Source: The State of South Australia, SQM Research
South Australia is better still with an average lag time of just 59 days. That was based on 3,443 records sent for May.
What is impressive is that there were 1,968 properties reported within 15 days of the property exchanging contracts. Funnily enough this has always been the state where the various data reporters have consistently had the highest correlation between each other with regard to the movement in house prices. That is because the data, unlike most other states, is accurate and timely.
Note there are still no properties being sent through on the same day as they sold.

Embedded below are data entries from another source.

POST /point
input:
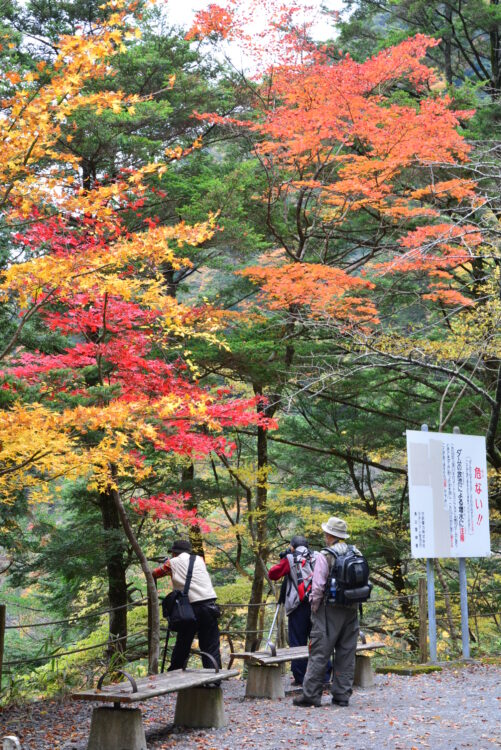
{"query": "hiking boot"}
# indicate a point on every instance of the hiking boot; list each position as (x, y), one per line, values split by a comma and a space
(302, 700)
(340, 702)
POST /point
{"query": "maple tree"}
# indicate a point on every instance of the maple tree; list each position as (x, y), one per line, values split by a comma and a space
(100, 286)
(367, 191)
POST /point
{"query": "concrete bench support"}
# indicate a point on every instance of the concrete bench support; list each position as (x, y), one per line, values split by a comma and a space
(364, 676)
(200, 707)
(116, 729)
(264, 681)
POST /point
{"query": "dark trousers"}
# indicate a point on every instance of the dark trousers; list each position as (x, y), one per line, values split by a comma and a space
(207, 630)
(299, 632)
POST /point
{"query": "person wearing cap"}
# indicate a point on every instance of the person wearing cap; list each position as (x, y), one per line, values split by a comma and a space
(334, 628)
(203, 600)
(296, 559)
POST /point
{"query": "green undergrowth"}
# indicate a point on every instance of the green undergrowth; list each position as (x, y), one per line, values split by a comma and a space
(61, 675)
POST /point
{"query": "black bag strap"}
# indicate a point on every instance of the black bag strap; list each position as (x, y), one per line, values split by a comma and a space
(189, 574)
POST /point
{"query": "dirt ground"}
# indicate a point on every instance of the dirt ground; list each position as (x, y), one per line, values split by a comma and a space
(457, 708)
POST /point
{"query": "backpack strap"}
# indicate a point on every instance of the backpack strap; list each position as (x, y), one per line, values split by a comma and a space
(189, 574)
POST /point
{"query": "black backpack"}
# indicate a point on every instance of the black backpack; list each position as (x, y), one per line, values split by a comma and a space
(348, 580)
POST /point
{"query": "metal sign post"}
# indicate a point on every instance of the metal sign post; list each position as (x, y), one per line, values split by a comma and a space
(432, 620)
(430, 585)
(463, 593)
(449, 509)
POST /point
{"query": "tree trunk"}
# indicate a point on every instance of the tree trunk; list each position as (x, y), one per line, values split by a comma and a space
(195, 533)
(253, 631)
(153, 611)
(116, 569)
(447, 45)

Source: NT Department of Infrastructure, Planning and Environment, SQM Research
Then finally, the Northern Territory where the lag time is better still at 38 days based on 266 properties sent through for the month.
So there you have it.
In none of the states is there a situation where any sales are coming through on the same day as they sold, rather it is taking a number of months to come through.

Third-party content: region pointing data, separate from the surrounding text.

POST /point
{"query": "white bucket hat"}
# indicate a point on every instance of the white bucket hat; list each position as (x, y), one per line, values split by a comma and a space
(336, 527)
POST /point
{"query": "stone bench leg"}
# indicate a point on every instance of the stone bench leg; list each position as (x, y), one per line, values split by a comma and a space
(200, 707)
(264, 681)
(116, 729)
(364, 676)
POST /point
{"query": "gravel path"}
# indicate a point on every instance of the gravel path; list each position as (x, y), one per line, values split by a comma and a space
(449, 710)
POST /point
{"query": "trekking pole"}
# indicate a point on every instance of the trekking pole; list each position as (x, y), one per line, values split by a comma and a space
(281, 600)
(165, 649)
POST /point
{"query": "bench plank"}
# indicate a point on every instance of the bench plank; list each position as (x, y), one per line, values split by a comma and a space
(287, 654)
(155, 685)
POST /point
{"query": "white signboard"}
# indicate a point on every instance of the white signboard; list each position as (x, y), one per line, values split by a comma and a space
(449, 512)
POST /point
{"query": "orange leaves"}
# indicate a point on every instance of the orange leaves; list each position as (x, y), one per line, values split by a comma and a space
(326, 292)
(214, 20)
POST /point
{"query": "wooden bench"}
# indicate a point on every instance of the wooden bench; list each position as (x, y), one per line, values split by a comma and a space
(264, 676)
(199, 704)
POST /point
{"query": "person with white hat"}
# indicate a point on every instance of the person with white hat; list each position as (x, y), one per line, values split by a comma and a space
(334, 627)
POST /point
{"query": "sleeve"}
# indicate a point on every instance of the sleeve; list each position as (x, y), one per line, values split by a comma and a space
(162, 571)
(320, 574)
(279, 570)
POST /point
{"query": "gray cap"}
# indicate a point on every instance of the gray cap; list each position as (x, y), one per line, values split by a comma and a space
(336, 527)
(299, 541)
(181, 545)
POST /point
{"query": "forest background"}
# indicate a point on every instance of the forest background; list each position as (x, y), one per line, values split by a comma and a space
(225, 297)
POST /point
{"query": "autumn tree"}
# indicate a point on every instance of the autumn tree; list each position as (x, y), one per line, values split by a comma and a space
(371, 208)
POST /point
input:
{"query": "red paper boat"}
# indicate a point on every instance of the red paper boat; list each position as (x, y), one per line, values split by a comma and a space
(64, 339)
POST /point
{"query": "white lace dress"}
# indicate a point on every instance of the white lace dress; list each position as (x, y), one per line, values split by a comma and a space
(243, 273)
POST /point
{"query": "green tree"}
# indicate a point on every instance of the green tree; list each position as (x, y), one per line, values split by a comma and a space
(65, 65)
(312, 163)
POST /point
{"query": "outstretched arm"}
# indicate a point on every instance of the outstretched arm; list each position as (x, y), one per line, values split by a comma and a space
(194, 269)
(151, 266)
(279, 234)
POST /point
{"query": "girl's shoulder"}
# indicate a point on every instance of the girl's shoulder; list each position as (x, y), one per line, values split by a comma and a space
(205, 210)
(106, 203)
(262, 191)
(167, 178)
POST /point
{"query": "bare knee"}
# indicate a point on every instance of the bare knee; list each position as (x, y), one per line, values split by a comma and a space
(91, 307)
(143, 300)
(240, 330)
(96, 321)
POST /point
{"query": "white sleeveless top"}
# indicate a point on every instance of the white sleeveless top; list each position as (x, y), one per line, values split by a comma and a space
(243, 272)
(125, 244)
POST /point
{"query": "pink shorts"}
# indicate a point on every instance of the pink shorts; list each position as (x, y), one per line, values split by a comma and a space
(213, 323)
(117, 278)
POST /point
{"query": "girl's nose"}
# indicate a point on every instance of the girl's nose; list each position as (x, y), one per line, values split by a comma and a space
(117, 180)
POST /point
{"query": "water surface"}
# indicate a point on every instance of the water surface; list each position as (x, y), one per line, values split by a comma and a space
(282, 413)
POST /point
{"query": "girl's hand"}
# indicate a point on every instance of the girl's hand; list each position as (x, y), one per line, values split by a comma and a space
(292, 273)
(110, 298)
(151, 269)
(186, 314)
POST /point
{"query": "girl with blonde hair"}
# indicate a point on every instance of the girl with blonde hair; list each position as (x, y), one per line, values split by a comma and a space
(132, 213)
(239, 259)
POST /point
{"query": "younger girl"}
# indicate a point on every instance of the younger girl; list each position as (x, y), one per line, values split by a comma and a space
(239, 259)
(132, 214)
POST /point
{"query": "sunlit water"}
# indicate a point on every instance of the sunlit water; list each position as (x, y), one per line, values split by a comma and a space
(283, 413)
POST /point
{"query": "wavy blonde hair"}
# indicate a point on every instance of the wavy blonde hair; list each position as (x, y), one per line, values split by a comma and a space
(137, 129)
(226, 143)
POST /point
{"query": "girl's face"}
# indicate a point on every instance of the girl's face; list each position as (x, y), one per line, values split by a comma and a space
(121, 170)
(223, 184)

In nearly all states, there are a number of records that are literally taking over a year to get through, which generally represent newly constructed dwellings.
We received a lot of public interest last week on this issue and I see some have argued back in some forums that so long as the daily index is consistent then its okay.
But hang on, its’ not Okay.
Besides the moral issue of misleading people, if the daily readings of this index really represent a mix of sales that actually transacted months or even years back, then it is most likely the index will not be able to capture current turning points in the market, which it was supposedly designed to do.
Instead, all it will capture each day are just spasms of various historical market movements mixed in with the current market. No wonder the index recorded rises in Melbourne house prices in early 2012. It was still capturing and reporting on the last of the market upturn in 2010!
And no wonder the index best matches the ABS data when you lag it by a quarter. E.g the RP Data June quarter results from its daily index best match the March Quarter results from the ABS. Yes that’s right folks, this thing is behind the ABS house price series, not in front.
So for the June quarter, RP Data yesterday recorded a very soft 0.1% increase in house prices for the 8 capital city average.
Noted of course they did not run with this number in their headline.
Nevertheless, this was precisely the same soft result for the ABS’s preliminary March Quarter Results.
In the March 2013 Quarter, RP Data recorded a strong 2.9% increase for houses.
The ABS also reported a rather strong 1.6% rise for the December 2012 Quarter on their preliminary results.
In the December 2012 Quarter, RP Data registered a weak housing market with a 1.1% decline for houses in the Quarter. Meanwhile for the September quarter the ABS Registered a rather benign rise of 0.3%
And so it goes on.
RP’s September Quarter result was a strong 2.2% while the ABS recorded a 0.5% increase for the June Quarter. Take the net result of those last two readings and you get a net increase of 1.1% increase from RP Data and a 0.8% increase from ABS. Except of course that RP Data lag the results by a quarter.
The group reported a 1.4% decline for houses in the June Quarter 2012. ABS had a 1.1% decline for the March Quarter 2012.
In each and every quarter, the fit between the ABS and RP Data is almost perfect when you presume that RP Data are really reporting for the quarter prior to the one they are actually publishing. So this makes the preliminary ABS house price series a good predictor of the RP Data house price results and the RP data results a good predictor of…nothing. Or at best, just confirmation of what we already knew via the ABS a quarter ago.
So here is my prediction:
Assuming this woeful index is still around next quarter, I predict that whatever the ABS comes out with for the June quarter, that RP’s September quarter result will closely match it!